Aestimatio ist der lateinische Begriff für eine Schätzung.
Die aestimatio (eingedeutscht: Ästimation) bezeichnet in der Rechtswissenschaft zum einen die Regeln für die Quantifizierung eines Sachverhalts in Geld. Zum anderen versteht man hierunter aber auch die folgerichtige Ermittlung von Rechtsfolgen eines Geschehens.
Die Aestimatio im Zivilrecht[↑]
Im bürgerlichen Recht entwickelte sich schon früh der Rechtsgedanke der Unbezahlbarkeit persönlicher Schäden. Hieraus entwickelte sich die juristische Lehre, dass immaterielle Schäden nicht in Geld ersetzt werden könnten. Dieser Rechtsgedanke, das nur materielle Schäden ersatzfähig sind, gilt – mit Ausnahme des Schmerzensgeldes – auch heute noch, § 253 BGB.
- libertas est inaestimabilis: Die Freiheit hat keinen Preis. Freiheitsverletzungen können in Geld nicht abgegolten werden.

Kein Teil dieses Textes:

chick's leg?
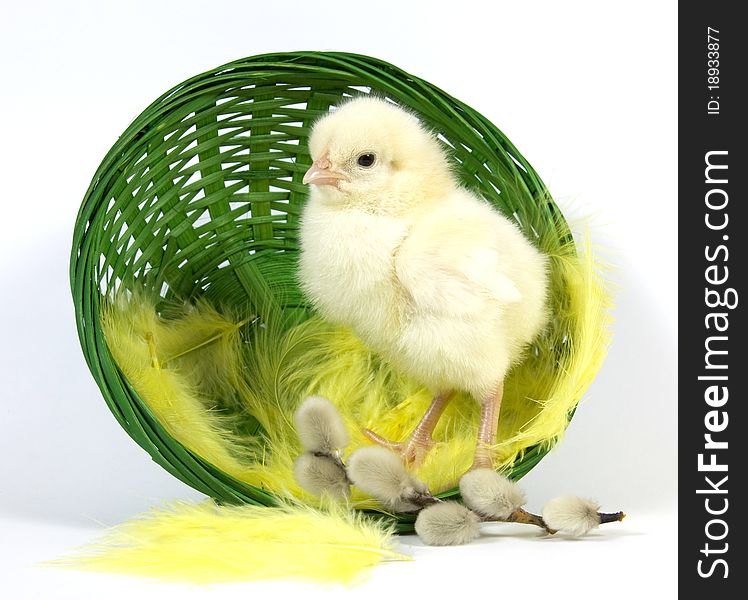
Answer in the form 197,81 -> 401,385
471,381 -> 504,469
364,391 -> 454,467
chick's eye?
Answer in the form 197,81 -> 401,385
356,153 -> 377,167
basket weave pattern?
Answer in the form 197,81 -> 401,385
70,52 -> 568,520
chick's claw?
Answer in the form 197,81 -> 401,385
363,429 -> 436,468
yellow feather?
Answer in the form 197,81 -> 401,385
84,220 -> 610,582
47,501 -> 410,583
102,225 -> 610,508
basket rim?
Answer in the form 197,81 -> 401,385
69,51 -> 573,533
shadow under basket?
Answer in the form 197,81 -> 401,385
70,52 -> 608,532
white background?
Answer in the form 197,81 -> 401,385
0,0 -> 677,599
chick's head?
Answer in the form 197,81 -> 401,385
304,97 -> 453,213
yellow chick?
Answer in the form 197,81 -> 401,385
299,97 -> 548,468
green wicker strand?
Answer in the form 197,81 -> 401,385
70,52 -> 570,532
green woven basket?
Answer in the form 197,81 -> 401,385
70,52 -> 570,531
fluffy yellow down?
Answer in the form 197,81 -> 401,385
102,232 -> 609,508
51,501 -> 410,583
83,227 -> 609,582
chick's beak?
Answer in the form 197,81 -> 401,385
303,153 -> 348,187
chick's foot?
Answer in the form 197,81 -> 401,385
363,429 -> 436,468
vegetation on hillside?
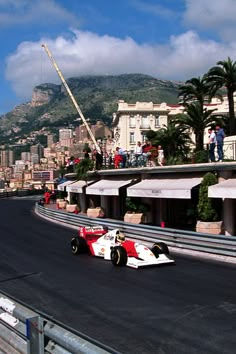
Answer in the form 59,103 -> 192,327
0,74 -> 180,142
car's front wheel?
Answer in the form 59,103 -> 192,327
151,242 -> 169,258
70,236 -> 87,254
111,246 -> 128,266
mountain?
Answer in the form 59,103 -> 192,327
0,74 -> 183,142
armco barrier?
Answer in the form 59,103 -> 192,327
0,293 -> 117,354
35,204 -> 236,257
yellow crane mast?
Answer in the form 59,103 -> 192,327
42,44 -> 101,154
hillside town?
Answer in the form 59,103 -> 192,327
0,95 -> 234,190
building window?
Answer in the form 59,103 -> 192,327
142,134 -> 147,143
129,132 -> 134,144
141,117 -> 150,129
155,116 -> 160,127
129,116 -> 136,128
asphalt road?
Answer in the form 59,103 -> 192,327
0,200 -> 236,354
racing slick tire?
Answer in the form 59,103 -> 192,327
151,242 -> 169,258
111,246 -> 128,267
70,236 -> 87,255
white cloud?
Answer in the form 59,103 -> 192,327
132,0 -> 176,19
183,0 -> 236,40
6,30 -> 236,100
0,0 -> 78,27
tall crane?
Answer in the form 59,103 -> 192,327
42,44 -> 101,154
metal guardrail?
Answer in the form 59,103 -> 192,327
35,204 -> 236,257
0,293 -> 116,354
0,190 -> 17,198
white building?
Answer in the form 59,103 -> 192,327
59,129 -> 73,147
113,95 -> 236,151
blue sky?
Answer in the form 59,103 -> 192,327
0,0 -> 236,114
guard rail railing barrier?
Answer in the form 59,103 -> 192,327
0,293 -> 117,354
35,204 -> 236,257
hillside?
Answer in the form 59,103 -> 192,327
0,74 -> 182,142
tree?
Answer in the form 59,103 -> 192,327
147,122 -> 191,162
207,57 -> 236,135
179,74 -> 216,110
197,172 -> 219,221
174,101 -> 215,151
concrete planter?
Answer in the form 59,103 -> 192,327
87,207 -> 104,218
57,200 -> 67,209
196,221 -> 224,235
66,204 -> 80,213
124,213 -> 144,224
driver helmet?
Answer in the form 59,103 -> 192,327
116,231 -> 125,242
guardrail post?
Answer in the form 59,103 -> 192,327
26,316 -> 44,354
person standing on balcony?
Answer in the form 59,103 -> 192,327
134,141 -> 143,166
208,128 -> 216,162
216,124 -> 225,162
157,145 -> 165,166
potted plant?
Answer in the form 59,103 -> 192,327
196,172 -> 223,235
124,197 -> 148,224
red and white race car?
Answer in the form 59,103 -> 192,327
71,226 -> 174,268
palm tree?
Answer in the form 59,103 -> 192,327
179,74 -> 216,110
174,101 -> 216,151
147,122 -> 191,162
207,57 -> 236,135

- liberum corpus nullam recipit aestimationem: Ein Freier Mensch lässt sich nicht in Geld schätzen. Für Körperverletzung kann nur Ersatz für Heilungskosten und Verdienstausfall gefordert werden, nicht für Schmerzen. Dieser Grundsatz ist heute überwunden, § 253 Abs. 2 BGB billigt heute für die Verletzung des Körpers oder der Gesundheit Schmerzensgeld zu.

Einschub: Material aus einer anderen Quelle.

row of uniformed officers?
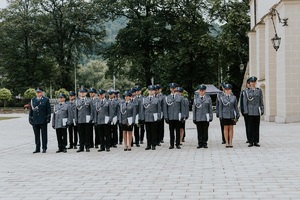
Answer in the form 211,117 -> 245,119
29,77 -> 263,153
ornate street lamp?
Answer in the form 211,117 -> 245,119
271,8 -> 289,51
271,34 -> 281,51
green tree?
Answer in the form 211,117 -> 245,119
0,88 -> 12,107
24,88 -> 36,99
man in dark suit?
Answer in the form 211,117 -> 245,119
29,88 -> 51,153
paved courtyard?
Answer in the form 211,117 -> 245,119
0,114 -> 300,200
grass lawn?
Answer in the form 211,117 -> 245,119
0,117 -> 19,121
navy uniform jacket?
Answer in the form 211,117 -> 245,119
75,97 -> 95,124
67,99 -> 76,125
164,94 -> 186,120
216,92 -> 225,117
29,96 -> 51,125
193,95 -> 213,122
52,103 -> 73,129
219,94 -> 240,119
118,101 -> 136,124
94,99 -> 114,125
139,96 -> 162,122
243,88 -> 264,116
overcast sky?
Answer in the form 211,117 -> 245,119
0,0 -> 7,8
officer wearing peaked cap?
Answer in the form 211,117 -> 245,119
243,76 -> 264,147
240,78 -> 250,143
139,85 -> 162,150
164,83 -> 185,149
155,84 -> 166,145
216,82 -> 226,144
193,85 -> 213,149
52,93 -> 72,153
107,89 -> 118,148
89,88 -> 100,148
75,88 -> 95,152
29,87 -> 51,153
67,91 -> 78,149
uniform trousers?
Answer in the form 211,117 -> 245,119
68,124 -> 78,148
158,118 -> 165,142
78,123 -> 93,150
196,122 -> 209,146
94,125 -> 101,146
247,115 -> 260,144
145,122 -> 158,147
169,120 -> 181,147
220,119 -> 226,142
244,115 -> 249,142
97,124 -> 111,149
56,128 -> 68,151
110,124 -> 118,145
32,124 -> 48,151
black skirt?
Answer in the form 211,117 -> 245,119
122,124 -> 133,131
222,119 -> 236,126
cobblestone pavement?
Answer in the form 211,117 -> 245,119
0,114 -> 300,200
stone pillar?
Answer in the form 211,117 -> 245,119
264,15 -> 277,122
248,31 -> 257,75
275,0 -> 300,123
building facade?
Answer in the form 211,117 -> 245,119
248,0 -> 300,123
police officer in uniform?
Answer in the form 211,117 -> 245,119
52,93 -> 72,153
115,90 -> 124,145
95,90 -> 113,152
118,91 -> 136,151
216,83 -> 226,144
219,84 -> 240,148
240,78 -> 250,143
193,84 -> 213,149
134,85 -> 145,144
67,91 -> 78,149
107,90 -> 118,148
243,76 -> 264,147
29,88 -> 51,153
175,87 -> 189,145
75,88 -> 94,152
156,84 -> 166,145
164,83 -> 185,149
140,85 -> 162,150
89,88 -> 100,149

- infinita aestimatio est libertatis et necessitudinis: Die Freiheit und die Angehörigen sind unbezahlbar. Für ihren Entzug kann kein Geld gefordert werden. Heute bestimmt dagegen § 253 Abs. 2 BGB, dass auch in diesen Fällen ein Anspruch auf Schmerzensgeld besteht.
Die Aestimatio im Strafrecht[↑]
Im Rahmen der Strafzumessung (§ 46 StGB) bezeichnet „aestimatio ex post“ die Privilegierung der Tatzeitumstände im Verhältnis zu späteren Umständen: numquam crescit ex post facto praeteriti delicti aestimatio, ein Delikt darf auf Grund später eingetretener Ereignisse nicht schwerer bewertet werden.

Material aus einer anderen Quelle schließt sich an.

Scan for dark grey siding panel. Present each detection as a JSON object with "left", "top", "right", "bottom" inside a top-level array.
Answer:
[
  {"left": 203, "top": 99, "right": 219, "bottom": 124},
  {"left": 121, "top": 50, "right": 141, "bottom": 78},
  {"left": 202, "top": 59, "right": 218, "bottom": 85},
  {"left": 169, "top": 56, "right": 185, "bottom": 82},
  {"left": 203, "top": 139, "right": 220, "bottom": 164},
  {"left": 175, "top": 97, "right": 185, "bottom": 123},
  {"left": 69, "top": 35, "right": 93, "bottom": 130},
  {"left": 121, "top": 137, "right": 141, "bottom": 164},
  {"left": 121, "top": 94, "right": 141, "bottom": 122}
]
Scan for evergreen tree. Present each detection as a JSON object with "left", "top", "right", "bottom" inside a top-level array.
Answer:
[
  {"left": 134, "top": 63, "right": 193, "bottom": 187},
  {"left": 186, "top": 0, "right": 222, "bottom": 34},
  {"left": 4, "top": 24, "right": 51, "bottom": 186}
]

Die Aestimatio im Prozessrecht[↑]
Im römischen Prozessrecht es üblich, bei der Klageerhebung das Ziel zu benennen, was dann den Gang des Prozesses spezifisch beeinflusste:
- Litis aestimatio – der „Geldprozess“ – bezeichnet jede prozessuale Handlung zur Geltendmachung einer Geldforderung anstelle eines anderen Anspruchs, der eigentlich nicht auf Geld gerichtet ist.
- Aestimatio capitis – die „Schätzung des Hauptes“ – bezeichnet bei Prozessen wegen Persönlichkeitsrechtsverletzung eine Regel für die Bemessung der Geldbuße oder der Entschädigung, die sich im Wesentlichen an Rang, Würde und Person des Verletzten orientierte. Der Grundsatz der aestimatio capitis wurde insbesondere auch im englischen Recht lange Zeit angewandt. Im altdeutschen Recht hatten die „Wergelder“ eine ähnliche Funktion, die an den Verletzten oder seine Angehörigen gezahlt werden mussten, um ihnen das Recht auf Fehde oder Selbstrache abzukaufen.